The clinical data is a separate, structured dataframe (text file) with columns necessary to define the "triple-negative" class label.

In [16]:
clinical = pd.read_csv(path_annot, delimiter="\t")
# sorted(clinical.columns.to_list())
clinical.shape

(1108, 140)

In [17]:
COLUMNS_CLIN = [
    'Sample ID', #ids
    'Sample Type','Fraction Genome Altered', #tumor info
    'Diagnosis Age','Sex','Race Category','Ethnicity Category', #patient info
    'Informed consent verified', #ethics
    'ER Status By IHC','PR status by ihc','IHC-HER2' #required for CLASS LABEL
]

clinical = clinical[COLUMNS_CLIN]
clinical.head()

Unnamed: 0,Sample ID,Sample Type,Fraction Genome Altered,Diagnosis Age,Sex,Race Category,Ethnicity Category,Informed consent verified,ER Status By IHC,PR status by ihc,IHC-HER2
0,TCGA-3C-AAAU-01,Primary,0.7787,55.0,Female,WHITE,NOT HISPANIC OR LATINO,YES,Positive,Positive,Negative
1,TCGA-3C-AALI-01,Primary,0.7164,50.0,Female,BLACK OR AFRICAN AMERICAN,NOT HISPANIC OR LATINO,YES,Positive,Positive,Positive
2,TCGA-3C-AALJ-01,Primary,0.534,62.0,Female,BLACK OR AFRICAN AMERICAN,NOT HISPANIC OR LATINO,YES,Positive,Positive,Indeterminate
3,TCGA-3C-AALK-01,Primary,0.0764,52.0,Female,BLACK OR AFRICAN AMERICAN,NOT HISPANIC OR LATINO,YES,Positive,Positive,Positive
4,TCGA-4H-AAAK-01,Primary,0.2364,50.0,Female,WHITE,NOT HISPANIC OR LATINO,YES,Positive,Positive,Equivocal


### Subset data & re-group features

We want to focus on:

* Primary, non-metastatic tumors (Metastasis can be a confounding variable and such tumors are very few in number)
* Female breast cancer patients only (There are <10 male patients, and gender is also a known confounding variable)

In [18]:
clinical = clinical[(clinical["Sex"]=="Female") & (clinical["Sample Type"]=="Primary")]

Aggregate Race Category into "white" vs. "non-white". Most patients in the dataset are white. This is a known limitation of the dataset, and has been critiqued in literature (hopefully in the future we will have datasets that cover a wider range of race).

In [19]:
print("Number of NaNs: %d" % sum(clinical['Race Category'].isna()))
clinical['RaceWhite'] = (clinical['Race Category']=="WHITE") 

Number of NaNs: 94


In [20]:
clinical.loc[clinical['Race Category'].isna(), "RaceWhite"] = None
sum(clinical['RaceWhite'].isna()) #should be same as above

94

### Define class labels, 1 if a cancer is ER-negative, PR-negative, and HER2-negative; 0 otherwise

Receptors ER, PR, HER2 have missing values!

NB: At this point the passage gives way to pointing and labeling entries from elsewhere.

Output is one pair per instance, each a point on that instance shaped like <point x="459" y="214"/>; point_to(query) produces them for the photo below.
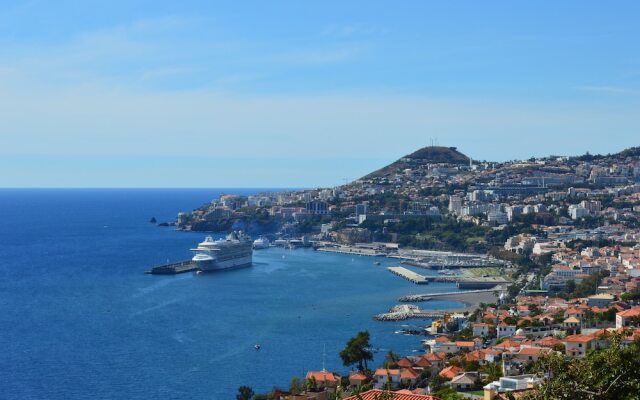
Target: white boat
<point x="233" y="252"/>
<point x="261" y="243"/>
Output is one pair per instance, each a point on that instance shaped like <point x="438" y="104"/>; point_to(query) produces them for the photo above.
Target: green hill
<point x="426" y="155"/>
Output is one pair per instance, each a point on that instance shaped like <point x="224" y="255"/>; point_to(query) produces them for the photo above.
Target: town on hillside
<point x="557" y="237"/>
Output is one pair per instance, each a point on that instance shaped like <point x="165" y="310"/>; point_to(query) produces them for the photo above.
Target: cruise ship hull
<point x="216" y="265"/>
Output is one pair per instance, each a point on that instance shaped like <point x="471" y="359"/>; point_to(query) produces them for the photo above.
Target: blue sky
<point x="295" y="93"/>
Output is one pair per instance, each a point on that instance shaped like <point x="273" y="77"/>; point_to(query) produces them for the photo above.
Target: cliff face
<point x="426" y="155"/>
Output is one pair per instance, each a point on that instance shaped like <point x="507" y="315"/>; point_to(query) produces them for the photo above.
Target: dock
<point x="461" y="281"/>
<point x="406" y="311"/>
<point x="352" y="251"/>
<point x="430" y="296"/>
<point x="173" y="268"/>
<point x="409" y="275"/>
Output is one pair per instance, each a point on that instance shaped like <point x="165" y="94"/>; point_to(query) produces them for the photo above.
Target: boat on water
<point x="236" y="251"/>
<point x="261" y="243"/>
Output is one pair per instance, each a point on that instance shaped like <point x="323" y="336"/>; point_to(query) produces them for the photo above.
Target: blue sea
<point x="79" y="319"/>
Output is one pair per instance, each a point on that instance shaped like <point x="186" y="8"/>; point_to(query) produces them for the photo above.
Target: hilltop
<point x="425" y="155"/>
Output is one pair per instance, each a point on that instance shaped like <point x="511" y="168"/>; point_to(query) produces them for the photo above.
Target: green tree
<point x="607" y="374"/>
<point x="244" y="393"/>
<point x="312" y="385"/>
<point x="296" y="386"/>
<point x="357" y="351"/>
<point x="493" y="370"/>
<point x="391" y="360"/>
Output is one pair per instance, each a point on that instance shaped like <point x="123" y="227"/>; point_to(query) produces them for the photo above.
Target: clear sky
<point x="127" y="93"/>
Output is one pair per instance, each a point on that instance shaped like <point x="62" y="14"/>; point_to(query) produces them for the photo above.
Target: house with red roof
<point x="357" y="379"/>
<point x="376" y="394"/>
<point x="481" y="329"/>
<point x="578" y="345"/>
<point x="505" y="330"/>
<point x="450" y="372"/>
<point x="324" y="379"/>
<point x="626" y="318"/>
<point x="384" y="376"/>
<point x="531" y="354"/>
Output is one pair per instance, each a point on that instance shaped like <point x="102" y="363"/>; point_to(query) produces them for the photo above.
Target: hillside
<point x="426" y="155"/>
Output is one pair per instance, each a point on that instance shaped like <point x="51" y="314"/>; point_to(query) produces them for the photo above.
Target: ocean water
<point x="79" y="319"/>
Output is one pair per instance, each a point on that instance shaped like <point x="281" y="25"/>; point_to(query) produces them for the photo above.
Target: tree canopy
<point x="357" y="351"/>
<point x="607" y="374"/>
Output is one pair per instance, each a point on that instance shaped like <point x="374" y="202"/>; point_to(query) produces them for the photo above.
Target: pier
<point x="352" y="251"/>
<point x="409" y="275"/>
<point x="429" y="296"/>
<point x="173" y="268"/>
<point x="461" y="281"/>
<point x="406" y="311"/>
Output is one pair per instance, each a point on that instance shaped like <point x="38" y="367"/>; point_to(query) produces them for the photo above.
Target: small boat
<point x="261" y="243"/>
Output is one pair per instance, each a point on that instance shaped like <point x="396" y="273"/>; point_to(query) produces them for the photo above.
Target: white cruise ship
<point x="261" y="243"/>
<point x="233" y="252"/>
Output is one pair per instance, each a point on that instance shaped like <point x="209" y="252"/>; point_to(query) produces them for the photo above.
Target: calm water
<point x="79" y="319"/>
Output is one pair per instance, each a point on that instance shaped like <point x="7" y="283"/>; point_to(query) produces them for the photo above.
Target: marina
<point x="457" y="295"/>
<point x="173" y="268"/>
<point x="461" y="281"/>
<point x="407" y="311"/>
<point x="409" y="275"/>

* All 3 needs to be 'Negative' for Label=1. 
* As long as one of which is 'Positive' or 'Intermediate' or 'Equivocal', we have Label=0.
* Label=None is defined
    - All 3 are 'Negative'
    - 1 'Negative' + 2 NaN
    - 2 'Negative' + 1 NaN

We need to exclude samples whose Label=NaN.

In [21]:
## The last 3 integers indicate missing receptors required to define labels
[sum(clinical[col].isna()) for col in COLUMNS_CLIN] 

[0, 0, 18, 1, 0, 94, 171, 0, 49, 50, 176]

In [22]:
## Initialize the label definition:
clinical['Label'] = (clinical['ER Status By IHC']=='Negative') & \
                    (clinical['PR status by ihc']=='Negative') & \
                    (clinical['IHC-HER2']=='Negative')

In [23]:
clinical.loc[:,['ER Status By IHC','PR status by ihc','IHC-HER2']].isna()

Unnamed: 0,ER Status By IHC,PR status by ihc,IHC-HER2
0,False,False,False
1,False,False,False
2,False,False,False
3,False,False,False
4,False,False,False
...,...,...,...
1103,False,False,False
1104,False,False,False
1105,False,False,False
1106,False,False,False


In [24]:
## Count the number of missing receptors in each patient or sample
clinical['num_receptor_missing'] = clinical.loc[:,['ER Status By IHC','PR status by ihc','IHC-HER2']].isna().sum(axis=1)
set(clinical['num_receptor_missing'].to_list()) #few as 0, up to all 3 missing

{0, 1, 2, 3}

In [25]:
## Begin by setting any patient with 1+ receptor missing has having Label=None
clinical.loc[clinical['num_receptor_missing']>0, "Label"] = None
sum(clinical['Label'].isna())

178

In [26]:
## Then, re-set Label=0 from NaN if at least 1 receptor is NOT negative
label0_indicator = ['Positive','Intermediate','Equivocal']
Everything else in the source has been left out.